2 Şubat 2019 Cumartesi

zan

kalabalık olmayan zamanlarda sokağa çıkmaktan korkardım. sonra büyüdük. benimle birlikte on milyonlarca insanla birlikte. istediğimiz vakitlerde sokağa çıkabilir hale geldik. sonra çok sevdim. kalabalık olmayan zamanlarda sokağa çıkmayı. gecenin bir vakti. sabahın körü. kimsesiz karanlıkların kalabalıklaşmasını seyrettim. kimi zaman dahil de oldum. gün doğumları karşıladım. sakinliği günün telaşına uğurladım. daha az korkmaya başladım. çünkü korkuya yer kalmadı ruhumda. çok üzüldüm. çok sevindim. ve birtakım başka şeyler. bütün alanı kapladı. belki de tekrardan. kalabalık olmayan zamanlarda sokağa çıkmaktan korkmak istedim. başaramadım. 
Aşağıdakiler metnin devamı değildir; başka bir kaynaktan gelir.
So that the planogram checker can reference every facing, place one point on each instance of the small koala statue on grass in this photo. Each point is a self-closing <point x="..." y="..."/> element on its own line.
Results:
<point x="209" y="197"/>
dördü kırk geçe çıktım evden. doğuya doğru yürüdüm. yürüdüm. kendi imkanlarım ölçüsünde. güneşi daha erken görme isteğine engel olamadım. bazen karanlığa duyulan nefret. doğuya sürükler. daha da doğuya hatta. bütün ömür boyunca tek bir ışınlanma hakkı olsa. bir karanlıktan herhangi aydınlığa ulaşmak için feda etmeyi göze aldırabilecek kadar nefret. ve uzun süre sonra nefreti hissetmek. sevmemekte kalmalı her şey. en kötü ihtimalde. nefret dediğin karanlık. karanlığın yol açtığı nefret. hissetmemek. 

beş buçuğa doğru ortalığın yeterince aydınlandığına ikna oldum. en yakınımdaki kaldırım taşına oturdum. bir sigara sardım. aniden ışığa maruz kalan gözlerime dumanın şokunu da ekledim. bir miktar ağladım. en son ne zaman gözyaşları içerisinde bir günü karşıladım ki diyerek. bu durumu o kadar da umursamadım. kalktım yoluma devam ettim. 

beşi kırktan fazla geçerken. bir nehir kenarına medeniyetten sonra ulaştım. bir sandalyeye oturdum. bir sigara daha sardım. kibritimi çaktım. daha tütüne değmeden ateş. kalabalık olmayan zamanlarda sokağa çıkmaktan korktuğumu hatırladım. belli belirsiz gülümsedim. sigaramı yaktım. telefonumu aldım. nefret ettiğimi de o zaman anladım.